Photocatalytic CO2 conversion is a promising approach to simultaneously mitigate climate change and alleviate the energy crisis. However, infrared light, which constitutes nearly half of the solar energy, has not been effectively utilized yet. In this work, we discover a photogenerated charge transition mechanism in CuInS2 with intrinsic InCu antisite defects for synergistic utilization of full-spectrum photons. Femtosecond transient absorption spectroscopy and DFT calculation unveil an intermediate band induced by the intrinsic antisite defects, where cascaded sub-band transition could be realized by high-energy photons (UV–vis) and low-energy (IR), thus improving the absorption range of infrared light as well as the utilization efficiency of photogenerated carriers.

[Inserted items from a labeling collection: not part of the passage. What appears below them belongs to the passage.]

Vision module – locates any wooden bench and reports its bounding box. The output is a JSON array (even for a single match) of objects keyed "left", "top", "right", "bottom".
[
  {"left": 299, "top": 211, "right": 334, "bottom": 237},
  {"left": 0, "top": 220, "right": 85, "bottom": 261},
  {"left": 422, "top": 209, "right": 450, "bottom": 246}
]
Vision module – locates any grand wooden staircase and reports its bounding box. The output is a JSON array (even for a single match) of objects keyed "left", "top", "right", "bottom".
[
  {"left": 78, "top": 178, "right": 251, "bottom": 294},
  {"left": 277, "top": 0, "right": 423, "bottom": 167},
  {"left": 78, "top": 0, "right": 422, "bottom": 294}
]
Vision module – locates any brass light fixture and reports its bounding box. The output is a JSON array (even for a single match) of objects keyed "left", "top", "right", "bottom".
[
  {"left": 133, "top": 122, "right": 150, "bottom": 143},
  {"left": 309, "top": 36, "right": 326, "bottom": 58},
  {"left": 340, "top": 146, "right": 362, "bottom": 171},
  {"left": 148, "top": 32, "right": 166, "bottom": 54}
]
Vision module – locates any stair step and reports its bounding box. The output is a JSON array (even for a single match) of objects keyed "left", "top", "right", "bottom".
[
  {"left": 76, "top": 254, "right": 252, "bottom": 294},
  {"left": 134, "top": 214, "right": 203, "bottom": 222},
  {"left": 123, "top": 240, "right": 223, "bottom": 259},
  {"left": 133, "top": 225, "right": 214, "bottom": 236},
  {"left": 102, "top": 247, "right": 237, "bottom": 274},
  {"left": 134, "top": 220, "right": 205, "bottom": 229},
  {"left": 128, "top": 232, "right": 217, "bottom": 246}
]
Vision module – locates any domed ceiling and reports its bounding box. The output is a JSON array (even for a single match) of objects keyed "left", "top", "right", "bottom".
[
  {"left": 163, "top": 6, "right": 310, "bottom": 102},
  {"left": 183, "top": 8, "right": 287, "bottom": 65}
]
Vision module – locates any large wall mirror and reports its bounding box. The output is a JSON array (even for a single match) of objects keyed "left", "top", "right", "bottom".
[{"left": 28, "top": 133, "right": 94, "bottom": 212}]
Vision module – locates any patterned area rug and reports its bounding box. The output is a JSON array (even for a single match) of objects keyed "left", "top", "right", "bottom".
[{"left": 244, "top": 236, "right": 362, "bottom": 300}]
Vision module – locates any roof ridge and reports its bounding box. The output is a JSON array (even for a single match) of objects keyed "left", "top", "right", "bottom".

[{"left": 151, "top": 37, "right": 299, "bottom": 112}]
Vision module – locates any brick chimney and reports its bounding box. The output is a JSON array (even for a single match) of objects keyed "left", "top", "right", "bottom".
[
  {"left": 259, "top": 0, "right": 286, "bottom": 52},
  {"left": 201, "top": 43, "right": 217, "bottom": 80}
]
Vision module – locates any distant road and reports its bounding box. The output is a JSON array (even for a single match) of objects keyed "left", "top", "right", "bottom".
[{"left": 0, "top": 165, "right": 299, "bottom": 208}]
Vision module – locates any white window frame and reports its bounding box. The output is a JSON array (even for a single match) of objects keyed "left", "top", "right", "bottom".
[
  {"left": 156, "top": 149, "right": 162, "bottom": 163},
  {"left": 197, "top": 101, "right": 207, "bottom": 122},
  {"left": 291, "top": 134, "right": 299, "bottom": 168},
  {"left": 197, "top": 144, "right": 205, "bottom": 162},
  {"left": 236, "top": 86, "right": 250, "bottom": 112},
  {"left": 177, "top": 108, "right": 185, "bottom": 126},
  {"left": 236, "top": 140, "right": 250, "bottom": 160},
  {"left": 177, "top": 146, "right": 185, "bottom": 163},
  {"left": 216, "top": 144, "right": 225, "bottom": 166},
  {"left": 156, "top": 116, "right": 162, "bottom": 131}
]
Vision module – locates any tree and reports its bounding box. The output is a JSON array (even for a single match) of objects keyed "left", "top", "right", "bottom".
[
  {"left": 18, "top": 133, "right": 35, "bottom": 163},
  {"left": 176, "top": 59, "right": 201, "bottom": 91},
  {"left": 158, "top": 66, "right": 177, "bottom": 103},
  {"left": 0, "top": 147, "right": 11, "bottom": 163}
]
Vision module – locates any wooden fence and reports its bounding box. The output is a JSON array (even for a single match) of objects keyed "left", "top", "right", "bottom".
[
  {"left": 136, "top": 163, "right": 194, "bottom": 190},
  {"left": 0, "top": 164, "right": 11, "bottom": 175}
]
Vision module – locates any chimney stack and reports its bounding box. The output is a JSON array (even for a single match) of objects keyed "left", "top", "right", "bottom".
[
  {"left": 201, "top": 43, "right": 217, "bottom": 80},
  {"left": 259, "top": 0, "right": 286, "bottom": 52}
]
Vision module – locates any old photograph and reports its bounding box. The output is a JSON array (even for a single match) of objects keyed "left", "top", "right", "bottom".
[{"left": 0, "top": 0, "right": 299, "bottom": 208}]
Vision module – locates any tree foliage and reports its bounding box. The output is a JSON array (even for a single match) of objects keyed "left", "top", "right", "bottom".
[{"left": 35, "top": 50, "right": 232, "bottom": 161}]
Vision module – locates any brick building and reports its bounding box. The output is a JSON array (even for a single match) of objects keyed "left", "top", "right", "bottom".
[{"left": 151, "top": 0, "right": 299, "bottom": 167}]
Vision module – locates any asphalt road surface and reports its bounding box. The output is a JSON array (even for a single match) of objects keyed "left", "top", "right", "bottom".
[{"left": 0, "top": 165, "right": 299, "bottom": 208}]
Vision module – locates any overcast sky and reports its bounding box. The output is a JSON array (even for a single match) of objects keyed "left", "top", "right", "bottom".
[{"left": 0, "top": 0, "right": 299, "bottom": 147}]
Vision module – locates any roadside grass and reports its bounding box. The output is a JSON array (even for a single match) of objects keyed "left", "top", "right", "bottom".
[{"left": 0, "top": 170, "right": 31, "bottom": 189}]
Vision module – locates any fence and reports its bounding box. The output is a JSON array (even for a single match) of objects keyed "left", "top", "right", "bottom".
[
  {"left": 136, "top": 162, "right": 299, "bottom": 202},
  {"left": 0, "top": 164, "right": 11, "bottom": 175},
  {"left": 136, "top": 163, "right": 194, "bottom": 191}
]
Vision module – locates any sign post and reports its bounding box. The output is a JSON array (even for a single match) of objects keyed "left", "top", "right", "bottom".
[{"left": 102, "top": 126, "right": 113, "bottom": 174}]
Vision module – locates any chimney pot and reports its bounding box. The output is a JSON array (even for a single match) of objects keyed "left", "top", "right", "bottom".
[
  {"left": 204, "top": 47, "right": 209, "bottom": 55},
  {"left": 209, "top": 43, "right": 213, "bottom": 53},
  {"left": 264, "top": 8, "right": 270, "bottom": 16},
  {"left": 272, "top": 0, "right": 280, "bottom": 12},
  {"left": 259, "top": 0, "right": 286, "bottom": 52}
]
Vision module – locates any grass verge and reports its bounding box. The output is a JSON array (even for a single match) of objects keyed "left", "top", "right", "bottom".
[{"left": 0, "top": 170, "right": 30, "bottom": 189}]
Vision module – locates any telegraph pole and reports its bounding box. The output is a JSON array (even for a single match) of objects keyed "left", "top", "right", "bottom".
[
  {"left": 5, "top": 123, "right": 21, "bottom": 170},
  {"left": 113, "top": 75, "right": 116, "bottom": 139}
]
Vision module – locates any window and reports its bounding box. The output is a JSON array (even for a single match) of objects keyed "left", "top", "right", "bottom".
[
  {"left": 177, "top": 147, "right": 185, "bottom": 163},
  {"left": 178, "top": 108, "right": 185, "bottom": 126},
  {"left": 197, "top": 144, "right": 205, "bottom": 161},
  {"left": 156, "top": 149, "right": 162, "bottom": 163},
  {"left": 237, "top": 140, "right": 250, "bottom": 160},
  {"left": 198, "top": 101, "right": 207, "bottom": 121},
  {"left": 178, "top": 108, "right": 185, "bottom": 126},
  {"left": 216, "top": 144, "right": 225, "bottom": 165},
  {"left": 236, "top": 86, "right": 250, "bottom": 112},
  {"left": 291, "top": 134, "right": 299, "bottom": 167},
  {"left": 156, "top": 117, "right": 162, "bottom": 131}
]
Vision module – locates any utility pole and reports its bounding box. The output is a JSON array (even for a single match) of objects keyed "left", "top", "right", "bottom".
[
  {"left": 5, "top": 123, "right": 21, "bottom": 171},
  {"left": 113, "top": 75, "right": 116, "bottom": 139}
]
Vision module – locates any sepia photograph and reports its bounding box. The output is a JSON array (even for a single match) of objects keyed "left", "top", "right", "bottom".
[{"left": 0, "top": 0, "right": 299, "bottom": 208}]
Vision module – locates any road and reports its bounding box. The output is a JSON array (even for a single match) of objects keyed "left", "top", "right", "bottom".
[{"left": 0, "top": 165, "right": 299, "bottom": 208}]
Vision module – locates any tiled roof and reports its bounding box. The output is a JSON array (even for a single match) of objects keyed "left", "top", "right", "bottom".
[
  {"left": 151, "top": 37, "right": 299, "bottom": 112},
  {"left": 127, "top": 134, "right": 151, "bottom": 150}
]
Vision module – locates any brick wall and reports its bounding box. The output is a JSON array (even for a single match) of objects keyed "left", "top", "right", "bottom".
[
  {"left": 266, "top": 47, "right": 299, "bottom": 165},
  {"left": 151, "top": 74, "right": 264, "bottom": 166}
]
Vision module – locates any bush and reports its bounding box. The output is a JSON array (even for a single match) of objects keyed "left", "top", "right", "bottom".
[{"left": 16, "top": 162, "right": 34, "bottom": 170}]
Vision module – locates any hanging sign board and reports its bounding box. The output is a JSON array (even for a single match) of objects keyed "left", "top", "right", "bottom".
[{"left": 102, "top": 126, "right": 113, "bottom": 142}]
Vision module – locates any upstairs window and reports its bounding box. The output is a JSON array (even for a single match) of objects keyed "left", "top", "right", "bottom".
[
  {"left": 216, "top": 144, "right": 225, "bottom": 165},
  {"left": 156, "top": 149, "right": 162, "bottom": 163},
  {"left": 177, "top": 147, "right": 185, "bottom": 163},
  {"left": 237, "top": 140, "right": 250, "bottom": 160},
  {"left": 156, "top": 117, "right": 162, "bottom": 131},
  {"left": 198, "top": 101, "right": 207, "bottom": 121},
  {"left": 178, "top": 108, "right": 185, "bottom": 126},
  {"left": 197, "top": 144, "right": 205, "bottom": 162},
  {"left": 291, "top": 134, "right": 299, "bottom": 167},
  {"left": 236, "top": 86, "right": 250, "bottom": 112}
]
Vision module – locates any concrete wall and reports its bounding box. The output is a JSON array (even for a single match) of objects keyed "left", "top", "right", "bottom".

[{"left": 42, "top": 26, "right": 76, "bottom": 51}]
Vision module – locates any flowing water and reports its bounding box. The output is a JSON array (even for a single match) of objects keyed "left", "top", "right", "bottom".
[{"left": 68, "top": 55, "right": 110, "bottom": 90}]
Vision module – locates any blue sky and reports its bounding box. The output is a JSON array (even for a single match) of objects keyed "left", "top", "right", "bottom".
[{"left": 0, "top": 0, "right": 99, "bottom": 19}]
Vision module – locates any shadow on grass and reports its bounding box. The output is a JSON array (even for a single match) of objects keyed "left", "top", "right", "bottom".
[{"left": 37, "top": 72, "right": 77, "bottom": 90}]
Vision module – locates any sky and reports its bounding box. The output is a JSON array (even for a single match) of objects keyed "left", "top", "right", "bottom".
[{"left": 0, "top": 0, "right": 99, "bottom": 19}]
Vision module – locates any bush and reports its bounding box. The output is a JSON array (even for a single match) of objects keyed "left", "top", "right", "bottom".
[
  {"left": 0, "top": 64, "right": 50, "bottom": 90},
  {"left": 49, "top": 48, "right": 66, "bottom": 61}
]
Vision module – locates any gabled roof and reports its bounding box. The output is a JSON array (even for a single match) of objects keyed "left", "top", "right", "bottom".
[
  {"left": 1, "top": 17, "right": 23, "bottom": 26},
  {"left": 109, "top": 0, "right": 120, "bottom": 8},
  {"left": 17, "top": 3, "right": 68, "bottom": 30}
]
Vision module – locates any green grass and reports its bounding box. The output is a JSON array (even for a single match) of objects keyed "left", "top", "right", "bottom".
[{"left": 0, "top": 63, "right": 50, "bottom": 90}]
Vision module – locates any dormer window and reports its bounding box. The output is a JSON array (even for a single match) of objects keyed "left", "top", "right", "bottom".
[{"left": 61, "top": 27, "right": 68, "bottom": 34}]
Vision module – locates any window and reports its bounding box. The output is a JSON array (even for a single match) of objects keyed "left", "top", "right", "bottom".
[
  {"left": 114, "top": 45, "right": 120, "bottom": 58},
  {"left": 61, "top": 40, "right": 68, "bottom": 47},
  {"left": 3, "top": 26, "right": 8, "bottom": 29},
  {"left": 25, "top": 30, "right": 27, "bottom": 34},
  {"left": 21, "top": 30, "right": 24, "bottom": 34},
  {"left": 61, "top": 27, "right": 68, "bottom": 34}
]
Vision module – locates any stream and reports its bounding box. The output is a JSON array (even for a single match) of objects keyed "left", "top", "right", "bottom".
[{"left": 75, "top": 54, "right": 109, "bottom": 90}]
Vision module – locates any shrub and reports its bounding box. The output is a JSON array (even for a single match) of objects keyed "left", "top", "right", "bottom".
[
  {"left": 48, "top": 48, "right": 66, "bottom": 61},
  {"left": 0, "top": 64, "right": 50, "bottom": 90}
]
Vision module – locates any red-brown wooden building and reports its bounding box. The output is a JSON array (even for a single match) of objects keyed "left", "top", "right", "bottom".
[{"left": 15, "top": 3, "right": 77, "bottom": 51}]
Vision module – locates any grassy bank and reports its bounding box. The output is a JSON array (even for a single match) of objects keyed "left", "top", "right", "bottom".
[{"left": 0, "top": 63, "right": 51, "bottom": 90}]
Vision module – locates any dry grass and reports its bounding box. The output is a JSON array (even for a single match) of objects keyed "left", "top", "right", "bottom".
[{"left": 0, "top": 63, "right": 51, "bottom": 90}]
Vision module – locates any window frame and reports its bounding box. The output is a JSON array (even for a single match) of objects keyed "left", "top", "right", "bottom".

In situ Kelvin probe force microscopy demonstrates that the generation of photoexcited electrons could be greatly enhanced through this synergistic utilization of full spectrum light. Moreover, in situ X-ray photoelectron spectroscopy and in situ diffuse reflectance infrared Fourier transform spectroscopy reveal that infrared photons could also enhance the adsorption and activation of CO2 and H2O on the catalyst surface. As a result, the CO production rate under full spectrum light reaches 19.9 μmol g–1 h–1, which is more than a 7-fold increase over that under UV–vis irradiation.